L'autre thème qui a propulsé M. Sánchez au pouvoir en 2018 est celui de la lutte contre la corruption. Mais l'image de "Monsieur Propre" que met en avant depuis lors le leader socialiste a souffert ces derniers mois d'une série de scandales divers, dont certains ont pour protagonistes ses proches, à savoir son épouse, Begoña Gómez, et son frère David. Tous deux devraient être jugés prochainement.

- Un dizaine d'enquêtes pour corruption -

Le quotidien El País a ainsi comptabilisé - schéma à l'appui - une dizaine d'enquêtes différentes pour corruption.

"L'affaire Koldo", la plus dommageable politiquement pour les socialistes, compte parmi ses protagonistes l'ancien ministre des Transports José Luis Ábalos, qui fut longtemps le bras droit de M. Sánchez et son homme de confiance au sein du PSOE. Actuellement en prison provisoire, il encourt 24 ans de prison.

Interrogé sur ces affaires, M. Sánchez a réaffirmé que "la corruption systémique, celle qui affectait tout le système démocratique de notre pays, s'est achevée lors du départ" du Parti populaire (droite) du pouvoir en 2018, dans la foulée d'un énorme scandale de corruption.

"La différence entre cette époque (celle de la droite, ndlr) et maintenant, c'est qu'aujourd'hui nous agissons fermement" contre la corruption, a-t-il lancé, ajoutant qu'il n'y avait "pas de cas de financement illégal" du Parti socialiste.

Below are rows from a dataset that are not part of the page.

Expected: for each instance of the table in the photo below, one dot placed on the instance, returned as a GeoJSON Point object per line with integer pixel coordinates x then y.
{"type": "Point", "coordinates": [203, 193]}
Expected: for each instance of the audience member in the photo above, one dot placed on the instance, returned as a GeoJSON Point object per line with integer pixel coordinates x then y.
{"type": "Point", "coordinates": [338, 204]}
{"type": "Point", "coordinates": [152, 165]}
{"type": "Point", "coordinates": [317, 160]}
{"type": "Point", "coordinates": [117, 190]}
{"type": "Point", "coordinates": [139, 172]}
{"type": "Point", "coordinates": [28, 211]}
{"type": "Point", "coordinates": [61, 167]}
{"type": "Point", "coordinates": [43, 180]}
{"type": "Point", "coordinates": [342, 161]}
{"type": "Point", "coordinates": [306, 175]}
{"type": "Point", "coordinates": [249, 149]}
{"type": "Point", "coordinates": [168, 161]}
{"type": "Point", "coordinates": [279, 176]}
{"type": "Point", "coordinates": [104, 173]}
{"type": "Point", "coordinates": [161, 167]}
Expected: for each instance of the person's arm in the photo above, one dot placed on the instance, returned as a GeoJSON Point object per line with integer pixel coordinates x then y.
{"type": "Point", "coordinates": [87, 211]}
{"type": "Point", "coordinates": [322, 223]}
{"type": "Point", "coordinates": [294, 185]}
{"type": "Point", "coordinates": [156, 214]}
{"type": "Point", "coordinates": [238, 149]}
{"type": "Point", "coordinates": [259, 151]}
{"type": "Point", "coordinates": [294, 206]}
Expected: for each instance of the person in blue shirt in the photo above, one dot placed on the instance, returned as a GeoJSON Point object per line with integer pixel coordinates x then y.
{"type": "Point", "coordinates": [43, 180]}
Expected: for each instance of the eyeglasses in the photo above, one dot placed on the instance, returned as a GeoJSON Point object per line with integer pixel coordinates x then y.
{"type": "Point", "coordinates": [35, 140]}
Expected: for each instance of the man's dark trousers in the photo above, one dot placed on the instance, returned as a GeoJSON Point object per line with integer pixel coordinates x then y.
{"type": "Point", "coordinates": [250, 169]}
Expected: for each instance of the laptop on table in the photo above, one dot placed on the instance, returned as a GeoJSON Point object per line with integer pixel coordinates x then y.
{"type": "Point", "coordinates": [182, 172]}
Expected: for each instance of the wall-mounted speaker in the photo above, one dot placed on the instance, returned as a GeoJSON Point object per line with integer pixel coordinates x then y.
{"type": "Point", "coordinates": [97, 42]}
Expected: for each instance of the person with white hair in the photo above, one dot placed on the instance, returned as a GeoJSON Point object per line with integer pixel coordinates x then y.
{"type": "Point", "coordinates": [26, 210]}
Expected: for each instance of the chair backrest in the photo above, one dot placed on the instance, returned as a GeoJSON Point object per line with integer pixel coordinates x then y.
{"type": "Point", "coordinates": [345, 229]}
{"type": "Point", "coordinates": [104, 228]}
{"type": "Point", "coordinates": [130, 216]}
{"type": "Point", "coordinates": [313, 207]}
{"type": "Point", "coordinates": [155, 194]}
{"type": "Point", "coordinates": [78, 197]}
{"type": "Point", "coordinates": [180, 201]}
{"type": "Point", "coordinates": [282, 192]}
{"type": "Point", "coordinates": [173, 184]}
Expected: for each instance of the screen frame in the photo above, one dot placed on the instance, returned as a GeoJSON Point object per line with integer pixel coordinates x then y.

Face à ce que El País a décrit comme les "heures les plus critiques" que son gouvernement de gauche ait connues, M. Sánchez a rejeté l'appel du parti Sumar (gauche radicale), son allié au pouvoir, à une refonte de fond en comble de l'équipe gouvernementale.

M. Sánchez a aussi exclu des élections anticipées, comme la droite et l'extrême droite le demandent, affirmant que "nous nous sentons plein d'énergie et donnerons le meilleur de nous-même dans la seconde partie de la législature", qui doit s'achever en 2027.

Mais il n'a pas convaincu son partenaire, puisque le ministre de la Culture et porte-parole de Sumar, Ernest Urtasun, a averti M. Sánchez que "l'immobilisme (n'était) pas une option" et a de nouveau réclamé "un changement en profondeur" du gouvernement.